The Queensland Conservation Council in 1979 published a booklet I wrote, The Birds of South-East Queensland. It was an annotated list of birds from the state's south-east with a focus on status, distribution, habitat and environmental threats. Forty years later, in 2019, I thought it timely for a “then and now” look at how things have changed for some species listed in the publication. These posts discuss the minority of birds listed where knowledge of status and distribution has changed markedly.
|Bribie Island's Eric the Emu|
Sooty Albatross & Light-mantled Sooty Albatross.

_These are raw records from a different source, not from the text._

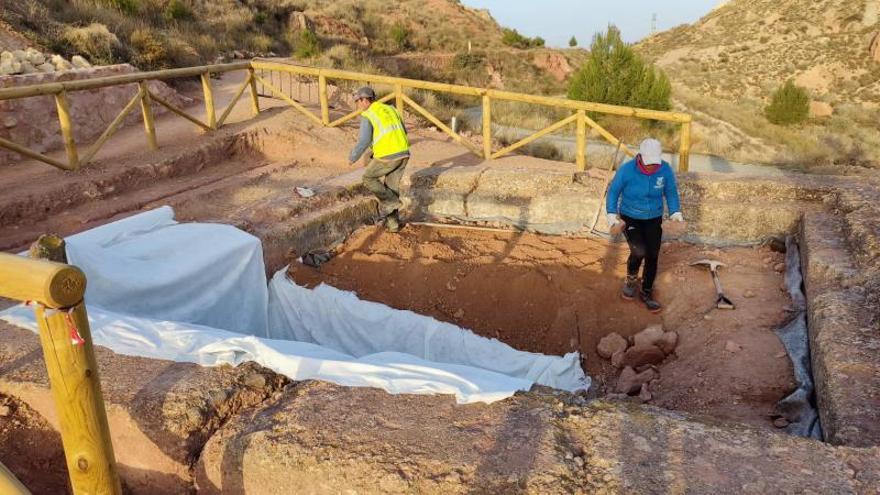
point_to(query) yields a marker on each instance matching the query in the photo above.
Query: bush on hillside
(789, 105)
(399, 36)
(307, 44)
(468, 61)
(616, 75)
(148, 49)
(94, 41)
(177, 10)
(129, 7)
(512, 37)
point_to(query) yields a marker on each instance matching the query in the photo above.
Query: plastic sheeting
(152, 266)
(339, 320)
(164, 290)
(799, 407)
(393, 372)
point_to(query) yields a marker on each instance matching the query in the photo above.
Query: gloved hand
(612, 219)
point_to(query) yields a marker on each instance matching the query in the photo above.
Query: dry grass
(94, 40)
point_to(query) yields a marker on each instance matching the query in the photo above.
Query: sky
(557, 20)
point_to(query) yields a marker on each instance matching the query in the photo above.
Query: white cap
(651, 151)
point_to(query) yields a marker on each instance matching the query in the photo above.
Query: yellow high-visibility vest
(389, 137)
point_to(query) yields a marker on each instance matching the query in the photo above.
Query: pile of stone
(32, 61)
(638, 358)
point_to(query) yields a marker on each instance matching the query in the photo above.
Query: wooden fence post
(67, 129)
(147, 111)
(210, 112)
(398, 99)
(581, 153)
(487, 127)
(325, 103)
(255, 100)
(56, 290)
(685, 151)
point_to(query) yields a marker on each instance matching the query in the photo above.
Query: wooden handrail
(398, 84)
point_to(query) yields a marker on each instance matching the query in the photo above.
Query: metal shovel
(722, 302)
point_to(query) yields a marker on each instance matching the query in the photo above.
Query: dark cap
(365, 92)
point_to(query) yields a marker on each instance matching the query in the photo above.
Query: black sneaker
(630, 287)
(652, 305)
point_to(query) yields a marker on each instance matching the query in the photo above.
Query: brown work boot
(630, 287)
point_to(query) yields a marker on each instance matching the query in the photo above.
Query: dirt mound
(556, 295)
(31, 449)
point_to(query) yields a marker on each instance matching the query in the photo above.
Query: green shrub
(149, 51)
(125, 6)
(512, 37)
(616, 75)
(789, 105)
(94, 41)
(467, 61)
(307, 45)
(177, 10)
(399, 36)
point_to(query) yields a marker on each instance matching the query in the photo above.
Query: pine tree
(615, 74)
(789, 105)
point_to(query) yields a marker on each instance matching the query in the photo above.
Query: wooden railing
(55, 291)
(399, 86)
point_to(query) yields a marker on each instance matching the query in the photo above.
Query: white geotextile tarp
(160, 289)
(149, 265)
(393, 372)
(339, 320)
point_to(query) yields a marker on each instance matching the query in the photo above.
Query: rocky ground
(555, 295)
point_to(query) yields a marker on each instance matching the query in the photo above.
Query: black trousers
(643, 237)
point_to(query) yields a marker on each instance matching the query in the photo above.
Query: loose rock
(780, 422)
(617, 359)
(629, 382)
(645, 394)
(668, 342)
(648, 336)
(637, 356)
(611, 344)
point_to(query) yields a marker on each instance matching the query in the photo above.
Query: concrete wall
(33, 122)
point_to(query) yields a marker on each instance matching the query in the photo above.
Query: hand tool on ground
(722, 302)
(608, 175)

Both species in 1979 were described as “vagrant” with one record of Sooty Albatross and two of Light-mantled Sooty Albatross – all beach-washed. While no further records of Sooty Albatross have surfaced, several more Light-mantled Sooty Albatross have beach-washed and the species is seen rarely in offshore waters.
Gould's Petrel. Described in 1979 also as a “vagrant”, with no sightings and a total of four beach-washed specimens. The species is now regarded as an uncommon though regular summer visitor to offshore waters.
Black-winged Petrel. Another “vagrant” in 1979 known from three beach derelicts, with no sightings. It is now considered a scarce summer visitor to offshore waters.
Wilson's Storm-Petrel. Records were few in 1979, though it was “probably moderately common” as a passage migrant offshore. It is in fact a common visitor to offshore waters, especially as a passage migrant.
Black-bellied Storm-Petrel. Another “vagrant” in 1979, again known from just two specimens. It is thought today to be an uncommon but regular winter visitor to offshore waters.